- Ratnipora Location in Jammu and Kashmir, India Ratnipora Ratnipora (India)
- Coordinates: 33°55′16″N 74°56′35″E﻿ / ﻿33.921°N 74.943°E
- Country: India
- Union Territory: Jammu and Kashmir
- District: Pulwama

Area
- • Total: 12 km^{2} (5 sq mi)
- Elevation: 1,588 m (5,210 ft)

Population (2011)
- • Total: 5,250
- • Density: 440/km^{2} (1,100/sq mi)

Languages
- • Official: Kashmiri, Urdu, Hindi, Dogri, English
- Time zone: UTC+5:30 (IST)
- PIN: 192304
- Telephone code: 01933
- Vehicle registration: JK13
- Website: pulwama.nic.in

= Ratnipora =

Ratnipora (Ratanpur) is a village in the Pulwama district of the Indian union territory of Jammu and Kashmir.

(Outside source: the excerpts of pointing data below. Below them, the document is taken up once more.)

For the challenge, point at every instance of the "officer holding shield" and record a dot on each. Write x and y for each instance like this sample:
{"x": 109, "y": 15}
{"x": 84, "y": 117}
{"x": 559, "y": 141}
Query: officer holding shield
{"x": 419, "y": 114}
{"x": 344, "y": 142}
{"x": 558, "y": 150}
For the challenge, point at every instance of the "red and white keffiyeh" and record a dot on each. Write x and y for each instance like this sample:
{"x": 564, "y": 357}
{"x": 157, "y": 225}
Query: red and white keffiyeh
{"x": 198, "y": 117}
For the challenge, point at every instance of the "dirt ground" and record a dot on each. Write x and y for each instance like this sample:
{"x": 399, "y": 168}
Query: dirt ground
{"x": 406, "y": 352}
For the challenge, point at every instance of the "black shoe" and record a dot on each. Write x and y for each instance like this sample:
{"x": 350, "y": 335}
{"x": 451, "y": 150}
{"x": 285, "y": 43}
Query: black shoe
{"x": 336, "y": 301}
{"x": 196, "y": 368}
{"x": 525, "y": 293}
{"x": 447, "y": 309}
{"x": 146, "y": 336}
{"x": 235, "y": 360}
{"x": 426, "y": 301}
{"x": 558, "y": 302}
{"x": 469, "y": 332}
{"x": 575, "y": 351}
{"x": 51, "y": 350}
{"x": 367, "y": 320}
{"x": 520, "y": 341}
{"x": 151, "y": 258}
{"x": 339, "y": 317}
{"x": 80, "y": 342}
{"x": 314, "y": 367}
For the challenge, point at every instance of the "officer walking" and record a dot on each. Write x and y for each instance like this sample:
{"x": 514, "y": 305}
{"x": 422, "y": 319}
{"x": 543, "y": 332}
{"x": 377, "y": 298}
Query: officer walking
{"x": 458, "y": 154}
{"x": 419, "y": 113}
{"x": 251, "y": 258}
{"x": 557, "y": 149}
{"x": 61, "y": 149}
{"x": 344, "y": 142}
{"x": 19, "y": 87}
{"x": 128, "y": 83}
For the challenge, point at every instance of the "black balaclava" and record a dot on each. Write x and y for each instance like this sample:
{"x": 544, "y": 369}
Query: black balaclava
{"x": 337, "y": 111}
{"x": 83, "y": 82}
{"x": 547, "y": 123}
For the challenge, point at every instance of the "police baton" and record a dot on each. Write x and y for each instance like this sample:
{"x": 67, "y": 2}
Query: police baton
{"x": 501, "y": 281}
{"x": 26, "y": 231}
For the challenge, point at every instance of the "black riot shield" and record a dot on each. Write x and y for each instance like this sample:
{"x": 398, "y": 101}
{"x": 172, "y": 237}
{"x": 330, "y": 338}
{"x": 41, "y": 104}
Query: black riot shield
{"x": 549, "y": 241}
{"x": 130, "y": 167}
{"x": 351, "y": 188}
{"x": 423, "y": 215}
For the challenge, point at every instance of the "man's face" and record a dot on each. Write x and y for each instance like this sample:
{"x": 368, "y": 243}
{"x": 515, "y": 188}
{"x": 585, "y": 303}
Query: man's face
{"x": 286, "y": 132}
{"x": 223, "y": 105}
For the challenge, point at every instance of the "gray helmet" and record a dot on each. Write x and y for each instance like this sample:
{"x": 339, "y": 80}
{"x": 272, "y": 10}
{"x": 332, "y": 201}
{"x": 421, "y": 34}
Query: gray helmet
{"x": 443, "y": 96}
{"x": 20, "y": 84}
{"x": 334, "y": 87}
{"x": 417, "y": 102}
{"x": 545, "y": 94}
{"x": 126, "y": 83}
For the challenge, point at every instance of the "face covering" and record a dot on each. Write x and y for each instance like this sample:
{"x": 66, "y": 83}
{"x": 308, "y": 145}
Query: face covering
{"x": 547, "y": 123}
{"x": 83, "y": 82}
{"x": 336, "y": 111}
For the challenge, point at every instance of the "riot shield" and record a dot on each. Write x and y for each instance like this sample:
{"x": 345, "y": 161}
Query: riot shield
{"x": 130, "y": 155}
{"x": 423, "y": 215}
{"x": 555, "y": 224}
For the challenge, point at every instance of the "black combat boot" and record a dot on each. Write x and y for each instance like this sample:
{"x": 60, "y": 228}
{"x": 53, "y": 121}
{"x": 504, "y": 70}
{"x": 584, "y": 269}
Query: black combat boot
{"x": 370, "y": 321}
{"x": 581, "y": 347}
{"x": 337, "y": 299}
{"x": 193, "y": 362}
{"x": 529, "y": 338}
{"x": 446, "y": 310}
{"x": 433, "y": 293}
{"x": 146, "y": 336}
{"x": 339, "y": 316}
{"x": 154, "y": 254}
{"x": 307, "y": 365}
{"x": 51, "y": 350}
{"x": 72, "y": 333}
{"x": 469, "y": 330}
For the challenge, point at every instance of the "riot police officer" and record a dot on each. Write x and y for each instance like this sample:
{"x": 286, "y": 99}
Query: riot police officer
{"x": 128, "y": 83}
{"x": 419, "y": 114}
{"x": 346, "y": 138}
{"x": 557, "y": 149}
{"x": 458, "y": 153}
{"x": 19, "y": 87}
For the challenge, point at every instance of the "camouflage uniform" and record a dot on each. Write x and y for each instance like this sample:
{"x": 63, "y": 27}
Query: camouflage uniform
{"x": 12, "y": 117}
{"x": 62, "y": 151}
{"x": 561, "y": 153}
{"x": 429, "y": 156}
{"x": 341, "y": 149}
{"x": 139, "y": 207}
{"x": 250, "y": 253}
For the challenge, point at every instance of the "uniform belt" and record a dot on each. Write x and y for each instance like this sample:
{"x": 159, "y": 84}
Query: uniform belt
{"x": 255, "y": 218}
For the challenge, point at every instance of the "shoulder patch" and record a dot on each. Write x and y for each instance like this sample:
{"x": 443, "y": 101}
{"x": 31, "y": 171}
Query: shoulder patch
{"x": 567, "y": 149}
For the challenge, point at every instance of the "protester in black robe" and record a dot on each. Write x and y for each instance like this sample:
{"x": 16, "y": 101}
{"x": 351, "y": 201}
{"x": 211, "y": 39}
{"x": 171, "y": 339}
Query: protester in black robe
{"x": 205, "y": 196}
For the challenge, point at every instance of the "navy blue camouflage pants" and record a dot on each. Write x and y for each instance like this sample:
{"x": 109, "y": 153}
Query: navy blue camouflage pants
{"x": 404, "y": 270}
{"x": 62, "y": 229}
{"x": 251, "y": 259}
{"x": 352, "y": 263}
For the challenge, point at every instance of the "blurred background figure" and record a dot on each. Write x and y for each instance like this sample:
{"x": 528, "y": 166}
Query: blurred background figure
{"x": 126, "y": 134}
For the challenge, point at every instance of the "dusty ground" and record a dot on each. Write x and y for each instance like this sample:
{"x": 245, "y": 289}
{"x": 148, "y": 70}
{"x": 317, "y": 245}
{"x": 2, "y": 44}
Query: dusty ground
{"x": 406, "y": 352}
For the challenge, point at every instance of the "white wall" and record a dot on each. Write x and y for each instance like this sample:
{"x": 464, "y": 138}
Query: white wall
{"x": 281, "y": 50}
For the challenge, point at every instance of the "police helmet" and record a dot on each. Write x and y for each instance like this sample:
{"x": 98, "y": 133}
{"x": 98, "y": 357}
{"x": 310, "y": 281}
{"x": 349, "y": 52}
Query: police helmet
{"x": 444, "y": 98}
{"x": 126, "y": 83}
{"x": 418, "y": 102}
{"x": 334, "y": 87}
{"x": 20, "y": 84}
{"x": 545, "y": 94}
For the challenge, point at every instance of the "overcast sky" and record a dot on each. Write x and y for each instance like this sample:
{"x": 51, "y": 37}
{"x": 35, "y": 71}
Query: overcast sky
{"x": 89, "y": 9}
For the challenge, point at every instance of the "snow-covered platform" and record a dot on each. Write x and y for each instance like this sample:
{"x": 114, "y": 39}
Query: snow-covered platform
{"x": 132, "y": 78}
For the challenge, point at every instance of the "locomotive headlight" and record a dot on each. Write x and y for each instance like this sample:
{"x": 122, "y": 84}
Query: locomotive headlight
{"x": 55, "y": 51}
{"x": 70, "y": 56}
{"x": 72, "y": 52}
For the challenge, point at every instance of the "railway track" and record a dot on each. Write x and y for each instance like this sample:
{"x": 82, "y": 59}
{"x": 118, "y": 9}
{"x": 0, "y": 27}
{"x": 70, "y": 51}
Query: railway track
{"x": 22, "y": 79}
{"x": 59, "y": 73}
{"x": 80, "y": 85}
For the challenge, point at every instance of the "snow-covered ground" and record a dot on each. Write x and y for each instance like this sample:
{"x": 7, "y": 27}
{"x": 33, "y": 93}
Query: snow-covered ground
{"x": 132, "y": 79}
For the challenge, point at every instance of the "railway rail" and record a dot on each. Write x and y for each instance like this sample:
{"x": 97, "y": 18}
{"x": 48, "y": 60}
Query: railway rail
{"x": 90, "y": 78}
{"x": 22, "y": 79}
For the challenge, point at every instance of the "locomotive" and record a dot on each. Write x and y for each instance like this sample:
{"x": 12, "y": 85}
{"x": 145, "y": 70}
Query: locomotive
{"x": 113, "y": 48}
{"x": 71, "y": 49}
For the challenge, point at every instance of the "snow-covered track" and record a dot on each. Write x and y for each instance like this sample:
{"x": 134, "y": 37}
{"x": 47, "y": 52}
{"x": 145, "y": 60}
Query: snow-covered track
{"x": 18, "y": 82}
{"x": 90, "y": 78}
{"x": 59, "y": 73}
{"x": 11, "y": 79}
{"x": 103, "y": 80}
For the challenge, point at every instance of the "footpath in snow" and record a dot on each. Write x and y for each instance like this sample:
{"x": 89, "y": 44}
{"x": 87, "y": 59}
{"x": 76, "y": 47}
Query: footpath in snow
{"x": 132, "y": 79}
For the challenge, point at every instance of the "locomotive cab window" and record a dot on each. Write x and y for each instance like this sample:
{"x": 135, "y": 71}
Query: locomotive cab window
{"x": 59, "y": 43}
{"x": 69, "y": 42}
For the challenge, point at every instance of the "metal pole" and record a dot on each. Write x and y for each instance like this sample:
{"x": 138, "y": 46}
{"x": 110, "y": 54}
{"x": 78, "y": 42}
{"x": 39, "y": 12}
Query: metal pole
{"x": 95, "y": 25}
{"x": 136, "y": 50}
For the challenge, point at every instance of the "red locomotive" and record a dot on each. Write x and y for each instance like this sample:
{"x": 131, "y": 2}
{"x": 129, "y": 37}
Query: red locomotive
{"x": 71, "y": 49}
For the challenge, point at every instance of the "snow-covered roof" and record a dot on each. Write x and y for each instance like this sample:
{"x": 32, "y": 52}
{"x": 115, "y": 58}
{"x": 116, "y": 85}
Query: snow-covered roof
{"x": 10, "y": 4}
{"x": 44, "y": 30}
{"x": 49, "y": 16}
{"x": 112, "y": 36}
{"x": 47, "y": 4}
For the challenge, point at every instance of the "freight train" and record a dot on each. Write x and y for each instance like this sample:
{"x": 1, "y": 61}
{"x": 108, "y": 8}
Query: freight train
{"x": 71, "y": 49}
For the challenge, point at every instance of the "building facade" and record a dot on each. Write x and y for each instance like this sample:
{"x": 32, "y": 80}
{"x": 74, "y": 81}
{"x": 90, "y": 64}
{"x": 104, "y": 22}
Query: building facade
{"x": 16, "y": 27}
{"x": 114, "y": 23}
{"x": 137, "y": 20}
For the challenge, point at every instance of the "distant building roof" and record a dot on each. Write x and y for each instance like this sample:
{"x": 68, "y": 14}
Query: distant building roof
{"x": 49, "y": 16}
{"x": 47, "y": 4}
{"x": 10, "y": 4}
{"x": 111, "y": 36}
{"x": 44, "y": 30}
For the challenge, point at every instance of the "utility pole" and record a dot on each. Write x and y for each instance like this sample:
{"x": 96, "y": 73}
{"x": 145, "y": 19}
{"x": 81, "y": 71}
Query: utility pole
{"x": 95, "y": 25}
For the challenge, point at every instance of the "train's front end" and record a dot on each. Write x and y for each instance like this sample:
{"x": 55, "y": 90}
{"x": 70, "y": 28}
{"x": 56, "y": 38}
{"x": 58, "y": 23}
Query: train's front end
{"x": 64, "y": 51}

It is situated equally distant from three towns, Awantipora, Pulwama and Pampore. The name Ratnipora is a combination of two words, "Ratan" meaning jewel, and "Pur" meaning place.

==Education==
Ratnipora has an above-average literacy rate for the region, which, as per the 2011 Census, is 71.44% compared to 67.16% for Jammu and Kashmir. In Ratnipora male literacy stands at 82.46% while the female literacy rate was 60.42%. Ratnipora has a very high number of residents who have completed higher education. The people mainly rely on government jobs, but agriculture is also practiced by one-third of the population.

==Demographics==
While there are five Jamia Masjids, there are more than 50 small Masjids and a Hindu temple. Ratnipora was also inhabited by thirty Hindu (Kashmiri Pandit) households who lived in perfect harmony with their Muslim neighbours but had to leave their homes & hearths in the year 1990 due to disturbed situation in Kashmir valley.

==Geography==
Ratnipora was inhabited on the banks of a trout stream (namely Naalaye Yar), and there are four bridges connecting the two halves. To the Northwest flows the Romush river coming from Pahoo while to the Southwest flows the Bren Kuol Stream coming from Puchhal, and all the three streams meet the Jhelum River in the southern outskirts of Ratnipora.

A railway halt station is to be operational from the 8th of May 2023.